In the following code, I want to use nested parallelism to compute 10 times an element of an array. I use this simple example to learn more about dynamic parallelism in Cuda. The way the code works is that for each element of a parentArray, there is another kernel saving this element at a position of a childArray (0 to 9). So for each element of the parentArray, I have another array with 10 elements, each being equal to the element of the parentArray. In the end, I compute the sum of all childArrays and save the result in the parentArray.
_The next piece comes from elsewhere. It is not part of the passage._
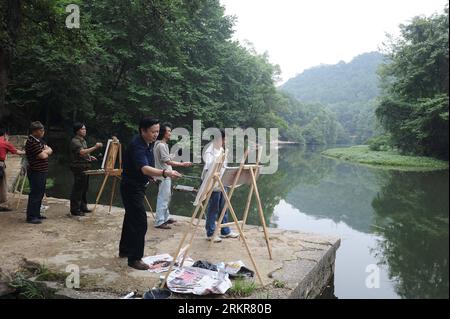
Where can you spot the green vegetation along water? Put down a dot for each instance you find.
(396, 220)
The result therefore should be:
Element 0 of parentArray, Result = 0
Element 1 of parentArray, Result = 10
Element 2 of parentArray, Result = 20 and so on
Currently, the code compiles but doesn't give the expected results. What is wrong with the current code?
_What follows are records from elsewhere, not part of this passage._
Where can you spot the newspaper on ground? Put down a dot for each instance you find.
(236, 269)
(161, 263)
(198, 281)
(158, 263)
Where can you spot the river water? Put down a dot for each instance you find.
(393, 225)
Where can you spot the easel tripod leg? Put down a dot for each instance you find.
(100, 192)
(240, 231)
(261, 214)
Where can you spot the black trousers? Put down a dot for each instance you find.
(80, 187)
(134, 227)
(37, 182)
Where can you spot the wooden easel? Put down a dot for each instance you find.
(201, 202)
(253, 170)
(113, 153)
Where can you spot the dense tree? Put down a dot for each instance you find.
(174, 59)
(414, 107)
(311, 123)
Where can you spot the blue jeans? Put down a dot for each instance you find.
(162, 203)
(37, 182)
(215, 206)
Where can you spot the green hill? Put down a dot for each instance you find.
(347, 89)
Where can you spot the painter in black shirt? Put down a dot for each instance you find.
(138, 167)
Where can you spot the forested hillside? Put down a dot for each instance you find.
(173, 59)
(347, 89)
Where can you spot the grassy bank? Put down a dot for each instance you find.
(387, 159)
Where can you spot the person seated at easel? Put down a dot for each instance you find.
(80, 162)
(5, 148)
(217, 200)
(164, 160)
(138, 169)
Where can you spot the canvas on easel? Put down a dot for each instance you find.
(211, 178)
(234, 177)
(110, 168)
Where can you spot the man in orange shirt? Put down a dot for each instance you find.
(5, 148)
The function to compute the sum of the elements
__device__ double summe(double *arr, int size)
{
double result = 0.0;
for(int i = 0; i < size; i++)
{
result += arr[i];
}
return result;
}
The function called from childKernel
__device__ double getElement(double arrElement)
{
return arrElement;
}
The array in which results are stored
__device__ double childArr[10];
The childKernel
__global__ void childKernel(double *arr, double arrElement,int N)
{
int cidx = blockIdx.x * blockDim.x + threadIdx.x;
if (cidx < N)
{
arr[cidx] = getElement(arrElement);
}
}
The parentKernel
__global__ void parentKernel(double *parentArray, int N)
{
int idx = blockIdx.x * blockDim.x + threadIdx.x;
if (idx < N)
{
childKernel<<<1,10>>>(childArr,parentArray[idx],N);
__syncthreads();
parentArray[idx] = summe(childArr,10);
}
}
The main part
int main(void)
{
double *host_array;
double *device_array;
// Number of elements in arrays
const int N_array = 10;
// size of array
const size_t size_array = N_array * sizeof(double);
// Allocate array on host
host_array = (double *)malloc(size_array);
// Allocate array on device
CUDA_CALL(cudaMalloc((void **) &device_array, size_array));
// Initialize host array
for (int i=0; i<N_array; i++)
{
host_array[i] = (double)i;
}
// and copy it to CUDA device
CUDA_CALL(cudaMemcpy(device_array, host_array, size_array, cudaMemcpyHostToDevice));
// Do calculation on device:
int block_size = 4;
// if N = 10, then n_blocks = 3
int n_blocks = N_array/block_size + (N_array % block_size == 0 ? 0:1);
parentKernel<<<n_blocks, block_size>>>(device_array,N_array);
// Retrieve result from device and store it in host array
CUDA_CALL(cudaMemcpy(host_array, device_array, sizeof(double)*N_array, cudaMemcpyDeviceToHost));
// Print results
for (int i=0; i<N_array; i++)
{
printf("Element %d of parentArray, Result = %f\n", i, host_array[i]);
}
// Cleanup
free(host_array);
CUDA_CALL(cudaFree(device_array));
}
The result I get is:
0 52.000000
1 52.000000
2 52.000000
3 52.000000
4 48.000000
5 48.000000
6 48.000000
7 48.000000
8 48.000000
9 48.000000
I use Cuda 6.5
NVCCFLAGS= -arch=sm_35 -rdc=true -G -O3 --compiler-options -Wall
/opt/cuda-6.5/bin/nvcc -V
nvcc: NVIDIA (R) Cuda compiler driver
Copyright (c) 2005-2014 NVIDIA Corporation
Built on Thu_Jul_17_21:41:27_CDT_2014
Cuda compilation tools, release 6.5, V6.5.12